Monday, April 7, 2008
Q&A Kutlug Ataman
National Post, February 29, 2008
There are many ways we identify ourselves, from the political (Liberal or Conservative?) to the generational (Lohan or Monroe?). And Turkish artist Kutlug Ataman has made an internationally acclaimed career by investigating how we bolster those identities. Now, with two major artworks on display in Vancouver—one, Kuba, on a small Istanbul nabe, and the other, Paradise, on SoCal--Ataman tells Leah Sandals what labels apply to himself, if not others.
Q All your films focus on people talking, with no other action. Why?
A While talking, people construct their identities. Since the beginning of my art career 10 years ago that’s been one of my main ingredients: interest in how people construct themselves, how they use their stories to create their own characters in front of the camera.
Q The two groups in these artworks—one poor in Turkey and the other privileged in California—seem very different. What do they have in common that drew you in?
A Well, they’re both communities, both groups of people rather than individuals.

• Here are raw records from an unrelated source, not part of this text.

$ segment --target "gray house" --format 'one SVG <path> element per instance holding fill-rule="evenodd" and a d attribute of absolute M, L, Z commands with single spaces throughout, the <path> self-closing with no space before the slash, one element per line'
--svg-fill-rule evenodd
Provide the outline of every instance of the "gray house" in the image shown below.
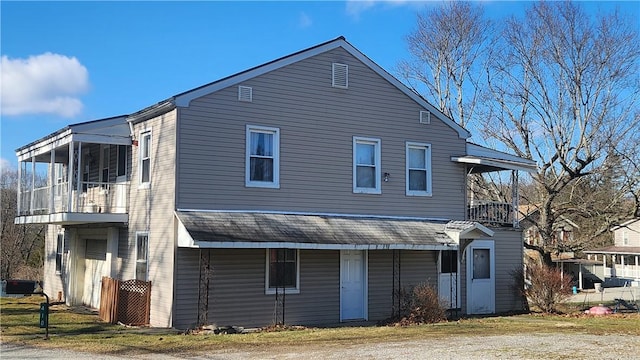
<path fill-rule="evenodd" d="M 467 176 L 535 163 L 469 137 L 340 37 L 21 147 L 16 222 L 49 225 L 45 292 L 149 280 L 157 327 L 381 320 L 426 281 L 518 310 L 517 201 Z"/>

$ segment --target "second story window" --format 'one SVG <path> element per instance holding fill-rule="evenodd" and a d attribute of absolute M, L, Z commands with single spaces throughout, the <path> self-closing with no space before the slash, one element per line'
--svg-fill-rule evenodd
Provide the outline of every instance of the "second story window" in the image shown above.
<path fill-rule="evenodd" d="M 245 185 L 280 187 L 280 129 L 247 126 Z"/>
<path fill-rule="evenodd" d="M 353 192 L 380 194 L 380 139 L 353 138 Z"/>
<path fill-rule="evenodd" d="M 431 145 L 407 143 L 406 194 L 431 196 Z"/>
<path fill-rule="evenodd" d="M 151 131 L 140 134 L 140 184 L 151 182 Z"/>

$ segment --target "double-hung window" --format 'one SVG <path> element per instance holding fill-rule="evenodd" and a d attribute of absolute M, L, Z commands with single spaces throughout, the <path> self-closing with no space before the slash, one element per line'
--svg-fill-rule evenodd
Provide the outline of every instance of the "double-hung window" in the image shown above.
<path fill-rule="evenodd" d="M 140 134 L 140 184 L 151 182 L 151 131 Z"/>
<path fill-rule="evenodd" d="M 136 233 L 136 280 L 148 281 L 149 234 Z"/>
<path fill-rule="evenodd" d="M 431 145 L 407 143 L 406 194 L 431 196 Z"/>
<path fill-rule="evenodd" d="M 300 292 L 299 250 L 267 249 L 266 293 L 275 294 Z"/>
<path fill-rule="evenodd" d="M 380 194 L 380 139 L 353 138 L 353 192 Z"/>
<path fill-rule="evenodd" d="M 280 187 L 280 129 L 247 125 L 245 185 Z"/>

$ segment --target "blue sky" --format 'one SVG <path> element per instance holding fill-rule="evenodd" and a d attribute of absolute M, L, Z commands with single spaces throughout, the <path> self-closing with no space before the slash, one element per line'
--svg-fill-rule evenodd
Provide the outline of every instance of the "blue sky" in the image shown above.
<path fill-rule="evenodd" d="M 416 14 L 434 2 L 0 2 L 0 166 L 68 124 L 172 95 L 345 36 L 394 73 Z M 495 19 L 526 2 L 483 1 Z M 583 2 L 640 17 L 640 2 Z"/>

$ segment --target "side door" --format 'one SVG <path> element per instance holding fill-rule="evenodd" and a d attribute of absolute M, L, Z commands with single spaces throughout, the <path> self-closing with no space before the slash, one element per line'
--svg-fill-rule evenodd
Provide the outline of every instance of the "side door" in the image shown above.
<path fill-rule="evenodd" d="M 467 313 L 492 314 L 496 308 L 493 240 L 474 240 L 467 253 Z"/>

With Kuba I saw a group of people organizing themselves, even if subconsciously, around this mythology of belonging a small shantytown neighbourhood. I became interested in the mechanics of it: Do they get together and make a manifesto and plan to construct their stories accordingly? Or are there other ways this progresses?
Later, I thought I’d go to another community that actually dominates talk, that creates the mythology of the whole world, and investigate its community structures too. In Southern California, people are much more affluent, educated and creative than in Kuba. Yet the mechanics of a community recreating mythologies is exactly the same. Both communities organize along a common mythology, whether it’s around being poor and martyred in Kuba or creative and envied in California.

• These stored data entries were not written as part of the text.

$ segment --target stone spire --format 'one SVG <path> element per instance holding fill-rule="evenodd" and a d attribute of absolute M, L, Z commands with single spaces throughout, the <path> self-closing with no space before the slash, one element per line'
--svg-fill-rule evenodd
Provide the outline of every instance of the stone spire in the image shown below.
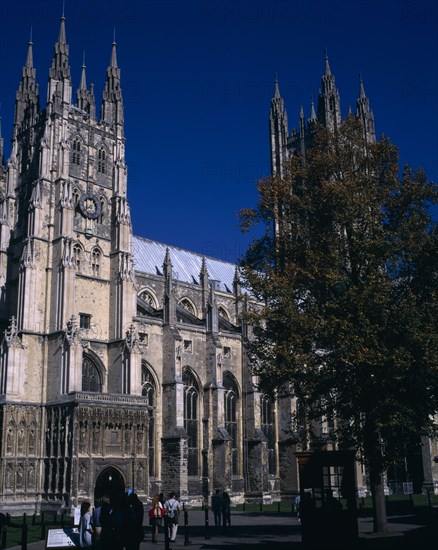
<path fill-rule="evenodd" d="M 27 47 L 26 64 L 21 72 L 21 82 L 15 96 L 14 137 L 24 119 L 26 118 L 27 125 L 32 125 L 40 110 L 32 47 L 33 43 L 30 39 Z"/>
<path fill-rule="evenodd" d="M 365 94 L 362 77 L 359 75 L 359 97 L 356 100 L 356 118 L 360 120 L 365 140 L 368 143 L 376 141 L 376 131 L 374 127 L 374 114 L 370 107 L 370 102 Z"/>
<path fill-rule="evenodd" d="M 123 133 L 123 100 L 120 87 L 120 69 L 117 66 L 117 44 L 112 44 L 111 59 L 106 71 L 106 82 L 102 100 L 102 122 L 118 126 Z"/>
<path fill-rule="evenodd" d="M 85 52 L 82 60 L 81 82 L 76 92 L 76 105 L 79 109 L 86 111 L 90 118 L 96 116 L 96 102 L 94 99 L 94 86 L 90 85 L 90 91 L 87 90 L 87 67 L 85 65 Z"/>
<path fill-rule="evenodd" d="M 166 248 L 166 255 L 163 262 L 163 276 L 164 276 L 164 322 L 170 326 L 176 323 L 176 301 L 173 291 L 173 266 L 170 258 L 170 250 Z"/>
<path fill-rule="evenodd" d="M 325 71 L 321 79 L 321 92 L 318 97 L 318 121 L 332 132 L 341 124 L 341 100 L 336 88 L 335 77 L 330 70 L 327 50 Z"/>
<path fill-rule="evenodd" d="M 271 139 L 271 173 L 273 175 L 281 174 L 286 160 L 288 122 L 277 78 L 275 78 L 274 97 L 271 100 L 269 113 L 269 131 Z"/>
<path fill-rule="evenodd" d="M 65 35 L 65 17 L 62 15 L 59 27 L 58 41 L 49 70 L 49 85 L 47 87 L 47 103 L 59 110 L 62 103 L 71 104 L 71 75 L 68 64 L 68 44 Z M 49 111 L 51 109 L 49 108 Z"/>
<path fill-rule="evenodd" d="M 309 122 L 314 124 L 316 122 L 315 104 L 313 103 L 313 96 L 310 96 L 310 118 Z"/>
<path fill-rule="evenodd" d="M 65 38 L 65 17 L 61 17 L 58 42 L 55 44 L 55 51 L 50 68 L 50 78 L 55 80 L 70 80 L 70 67 L 68 64 L 68 44 Z"/>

Q Your California interviewees range from clowns to lingerie salesmen. How did you meet your subjects?
A Actually, it was harder to get people for Kuba, because Kuba is a squatter community in danger of being eradicated. They don’t want to be on public view, so it took a year of going around and knocking on doors without a camera. But in California people are happy to be in front of the camera, mainly because they feel it’ll promote their businesses. Usually I went through friends, and one person led to another. But in one case, I was driving on the freeway and I saw a clown driving a car with a built-in carousel. I pulled in front of him and took down the phone number on the truck. Turns out he’s the world’s oldest working clown.

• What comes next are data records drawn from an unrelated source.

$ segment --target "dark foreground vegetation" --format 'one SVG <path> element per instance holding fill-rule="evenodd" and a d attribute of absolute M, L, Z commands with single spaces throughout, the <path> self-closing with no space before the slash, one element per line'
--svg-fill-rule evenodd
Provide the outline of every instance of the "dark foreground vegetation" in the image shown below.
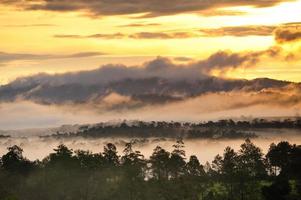
<path fill-rule="evenodd" d="M 99 123 L 95 125 L 81 126 L 76 133 L 56 133 L 42 137 L 164 137 L 164 138 L 215 138 L 235 139 L 252 138 L 256 134 L 252 131 L 266 128 L 301 129 L 301 119 L 265 120 L 254 119 L 252 121 L 219 120 L 217 122 L 181 123 L 181 122 L 122 122 L 119 124 Z"/>
<path fill-rule="evenodd" d="M 120 154 L 111 143 L 101 153 L 59 145 L 42 161 L 29 161 L 12 146 L 0 159 L 0 199 L 301 199 L 301 146 L 280 142 L 263 155 L 247 139 L 238 151 L 227 147 L 204 166 L 196 156 L 186 158 L 181 139 L 173 147 L 158 146 L 146 159 L 132 143 Z"/>

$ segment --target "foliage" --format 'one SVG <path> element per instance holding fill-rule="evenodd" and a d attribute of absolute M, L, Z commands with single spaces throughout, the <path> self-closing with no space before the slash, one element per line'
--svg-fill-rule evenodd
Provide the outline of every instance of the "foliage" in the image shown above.
<path fill-rule="evenodd" d="M 146 159 L 133 143 L 122 155 L 112 143 L 100 153 L 61 144 L 33 162 L 12 146 L 0 159 L 0 199 L 300 200 L 301 146 L 272 144 L 264 156 L 247 139 L 205 166 L 186 158 L 182 139 L 173 148 L 157 146 Z"/>

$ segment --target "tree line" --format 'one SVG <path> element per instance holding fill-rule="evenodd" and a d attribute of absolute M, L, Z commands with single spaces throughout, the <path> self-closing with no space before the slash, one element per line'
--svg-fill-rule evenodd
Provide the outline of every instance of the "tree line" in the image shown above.
<path fill-rule="evenodd" d="M 112 143 L 100 153 L 61 144 L 36 161 L 12 146 L 0 159 L 0 199 L 300 200 L 301 146 L 283 141 L 264 155 L 247 139 L 205 165 L 186 157 L 182 139 L 171 152 L 157 146 L 149 158 L 131 142 L 122 153 Z"/>
<path fill-rule="evenodd" d="M 123 121 L 116 124 L 99 123 L 83 125 L 75 133 L 57 132 L 53 135 L 41 137 L 164 137 L 164 138 L 254 138 L 255 129 L 287 128 L 301 129 L 301 119 L 266 120 L 254 119 L 251 121 L 219 120 L 200 123 L 181 123 L 166 121 Z"/>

Q You studied film at UCLA some years ago; is California paradise to you too?
A I love California and I love some of its inventions. But would I live there now? No. I’m more interested in living in Turkey because it’s still in the making. If I can put a little bit of salt in the dish, add to that development, that’s exciting at this point in my life. California is already on the table, already constructed, so at the moment it’s not my idea of paradise. I like reality!
Q Why do you present these films on several separate screens, rather than just one?
A Conventional film requires captive audience. But these don’t. Here you take in only as much as you choose, and that’s more like real life. Say you saw accident on the street; you look at it and walk away. Two other people might stay longer. You do your own editing of how you are taking the world in all the time. And in these installations it’s the same. I think that experience is more important than sitting down and hearing a predictable truth, precooked-TV-dinner style.
Q I read, though, that you’re still working on feature films.
A Yes, that’s my day job. I’ve always been fascinated with filmmaking, with constructing illusions and stories. Feature films led me to see parallels between a screenplay and life, between a character and a real-life person, and to see that we all as individuals are the heroes of our own movies that we write and create as we go on.
Q Vancouver—or “Lotus Land”--is Canada’s California. Do you see anything paradisical about it?
A No; it’s cold so it’s not really my ideal. But it’s a part of the world I like to revisit for its natural beauty. The last time I was here I drove to Alberta, across the Rockies. Also, the food is great.
Kutlug Ataman: Paradise and Küba continues to May 19 at the Vancouver Art Gallery (www.vancouverartgallery.ca).